Gemini's persona generation feature will once again be available to select users as part of an early access, English-only test, specifically those who subscribe to one of Google's paid Gemini plans: Gemini Advanced, Business, or Enterprise. Google did not say when the test will be expanded to the free Gemini tier or other languages.
“Gemini Advanced gives users priority access to our newest features,” a Google spokesperson told TechCrunch, “which allows us to gather valuable feedback while providing highly-anticipated features to our premium subscribers first.”
So what fixes did Google implement to its people generation? The company says that Imagen 3, the latest image generation model built into Gemini, includes mitigations to make the people images it generates more “fair.” For example, Imagen 3 was trained on AI-generated captions and designed to “improve the variety and diversity of concepts associated with images.” [its] According to a technical paper shared with TechCrunch, the model's training data was filtered based on “safety” and “reviews.”[ed] “…taking into account issues of fairness,” Google argues.
When asked for more details about Imagen 3's training data, a spokesperson would only say that the model was trained on “a large dataset containing images, text, and associated annotations.”

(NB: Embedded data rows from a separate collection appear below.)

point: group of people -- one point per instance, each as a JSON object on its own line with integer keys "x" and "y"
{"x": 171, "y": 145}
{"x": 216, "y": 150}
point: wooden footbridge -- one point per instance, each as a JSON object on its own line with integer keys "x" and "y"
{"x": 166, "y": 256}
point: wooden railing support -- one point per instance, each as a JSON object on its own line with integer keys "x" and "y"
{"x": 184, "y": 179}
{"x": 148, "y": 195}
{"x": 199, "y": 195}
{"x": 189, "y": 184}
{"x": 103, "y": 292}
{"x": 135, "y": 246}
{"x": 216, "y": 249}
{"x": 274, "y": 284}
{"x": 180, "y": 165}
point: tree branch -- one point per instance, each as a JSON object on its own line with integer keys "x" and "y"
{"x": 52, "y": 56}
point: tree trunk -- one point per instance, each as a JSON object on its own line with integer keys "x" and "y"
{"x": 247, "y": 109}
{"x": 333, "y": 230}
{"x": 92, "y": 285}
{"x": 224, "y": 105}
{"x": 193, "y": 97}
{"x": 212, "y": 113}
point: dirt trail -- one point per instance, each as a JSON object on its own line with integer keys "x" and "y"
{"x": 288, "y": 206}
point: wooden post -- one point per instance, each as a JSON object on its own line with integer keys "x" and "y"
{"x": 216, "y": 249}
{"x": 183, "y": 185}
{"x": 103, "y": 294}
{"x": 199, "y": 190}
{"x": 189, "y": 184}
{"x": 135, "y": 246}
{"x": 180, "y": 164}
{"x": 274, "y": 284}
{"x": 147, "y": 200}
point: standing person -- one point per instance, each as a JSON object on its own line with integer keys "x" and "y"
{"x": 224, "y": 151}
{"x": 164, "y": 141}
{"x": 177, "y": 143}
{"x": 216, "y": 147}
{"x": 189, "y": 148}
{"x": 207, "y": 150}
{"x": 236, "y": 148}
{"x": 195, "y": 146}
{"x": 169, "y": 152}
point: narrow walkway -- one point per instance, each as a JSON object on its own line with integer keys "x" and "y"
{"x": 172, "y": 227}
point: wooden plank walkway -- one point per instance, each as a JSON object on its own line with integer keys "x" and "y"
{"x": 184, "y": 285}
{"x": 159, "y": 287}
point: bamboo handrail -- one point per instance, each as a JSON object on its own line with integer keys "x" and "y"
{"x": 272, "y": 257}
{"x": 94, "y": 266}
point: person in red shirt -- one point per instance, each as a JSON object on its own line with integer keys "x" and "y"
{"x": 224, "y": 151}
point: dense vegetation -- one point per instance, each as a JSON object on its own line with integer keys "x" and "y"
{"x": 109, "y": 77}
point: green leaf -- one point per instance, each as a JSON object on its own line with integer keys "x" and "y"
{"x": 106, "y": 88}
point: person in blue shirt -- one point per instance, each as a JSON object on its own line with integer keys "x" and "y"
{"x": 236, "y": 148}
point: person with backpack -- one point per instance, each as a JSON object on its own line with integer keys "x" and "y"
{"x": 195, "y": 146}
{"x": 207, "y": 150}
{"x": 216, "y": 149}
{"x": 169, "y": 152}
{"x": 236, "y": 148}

“We work with independent experts to ensure continuous improvement and have significantly reduced the likelihood of unwanted responses through extensive internal and external red team testing,” the spokesperson continued. “We have been focused on rigorously testing talent generation before it goes live again.”
Image 3 and jewels
The good news is that all Gemini users will be able to get Imagen 3 sometime this week (except for the version for non-Gemini Advanced subscribers).
According to Google, Imagen 3 is more accurate at understanding text prompts to convert into images and has become more “creative and detailed” with each generation compared to its predecessor, Imagen 2. Additionally, Google claims that the model has fewer artifacts and errors, making it the best Imagen model for rendering text.

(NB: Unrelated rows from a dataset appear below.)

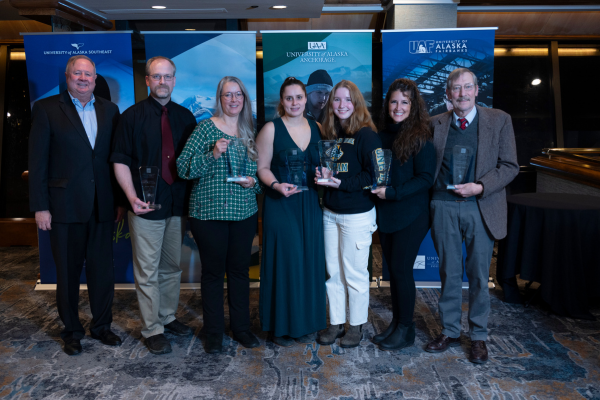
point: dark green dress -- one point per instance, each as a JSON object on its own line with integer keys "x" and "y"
{"x": 292, "y": 271}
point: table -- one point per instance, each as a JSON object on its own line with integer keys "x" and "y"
{"x": 553, "y": 239}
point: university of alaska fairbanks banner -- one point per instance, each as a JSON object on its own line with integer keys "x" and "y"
{"x": 315, "y": 58}
{"x": 427, "y": 57}
{"x": 47, "y": 55}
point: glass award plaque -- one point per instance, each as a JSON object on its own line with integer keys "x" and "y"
{"x": 381, "y": 162}
{"x": 328, "y": 167}
{"x": 149, "y": 179}
{"x": 295, "y": 161}
{"x": 462, "y": 163}
{"x": 237, "y": 157}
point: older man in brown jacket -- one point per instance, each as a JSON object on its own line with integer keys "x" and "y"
{"x": 473, "y": 210}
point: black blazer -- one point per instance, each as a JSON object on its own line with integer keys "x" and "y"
{"x": 64, "y": 171}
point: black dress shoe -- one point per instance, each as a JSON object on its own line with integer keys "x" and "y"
{"x": 478, "y": 353}
{"x": 214, "y": 343}
{"x": 158, "y": 344}
{"x": 179, "y": 329}
{"x": 442, "y": 343}
{"x": 108, "y": 338}
{"x": 246, "y": 339}
{"x": 379, "y": 338}
{"x": 72, "y": 347}
{"x": 402, "y": 337}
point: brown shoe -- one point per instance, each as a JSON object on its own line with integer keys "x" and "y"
{"x": 441, "y": 344}
{"x": 478, "y": 354}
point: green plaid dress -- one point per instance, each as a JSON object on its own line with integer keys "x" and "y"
{"x": 212, "y": 197}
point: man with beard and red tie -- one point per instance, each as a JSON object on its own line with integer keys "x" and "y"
{"x": 474, "y": 212}
{"x": 152, "y": 133}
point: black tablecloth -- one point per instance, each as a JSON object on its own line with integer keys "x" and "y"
{"x": 553, "y": 239}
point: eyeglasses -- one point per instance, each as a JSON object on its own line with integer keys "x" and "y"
{"x": 157, "y": 77}
{"x": 468, "y": 87}
{"x": 229, "y": 95}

To ease concerns about the possibility of creating deepfakes, Imagen 3 will use SynthID, a technique developed by DeepMind that applies an invisible cryptographic watermark to media. Google's Pixel Studio output is not watermarked yet. Google previously announced that Imagen 3 would use SynthID, so this isn't too surprising. But it's a bit interesting to see the difference between how Google is handling image generation in Gemini and how it's handling it in its other products.
Alongside Imagen 3, Google is rolling out Gems for Gemini, but only for Gemini Advanced, Business, and Enterprise users. Similar to OpenAI's GPT, Gems are custom versions of Gemini that can act as “experts” on a topic. To create a Gem, users write the instructions for the Gem, give it a name, and it's ready to go.
As Google explains in a blog post:
“With Gems, you can create a team of experts to help you think through tough projects, brainstorm ideas for an upcoming event, or craft the perfect caption for a social media post. Gems can also remember detailed sets of instructions, saving you time on tedious, repetitive or difficult tasks.”
Gems is available on desktop and mobile devices in 150 countries and “most languages,” according to Google, but it's not yet supported on Gemini Live. At launch, there will be several pre-built ones available, including a “learning coach,” a “career guide,” and a “coding partner.”
I asked Google if they had plans to allow users to share and use other people's Gems, like GPT does in the OpenAI GPT Store, and the answer was essentially “no.”
“Right now, we're focused on learning how people use Gems for creativity and productivity,” the spokesperson said. “We don't have anything more to say at this time.”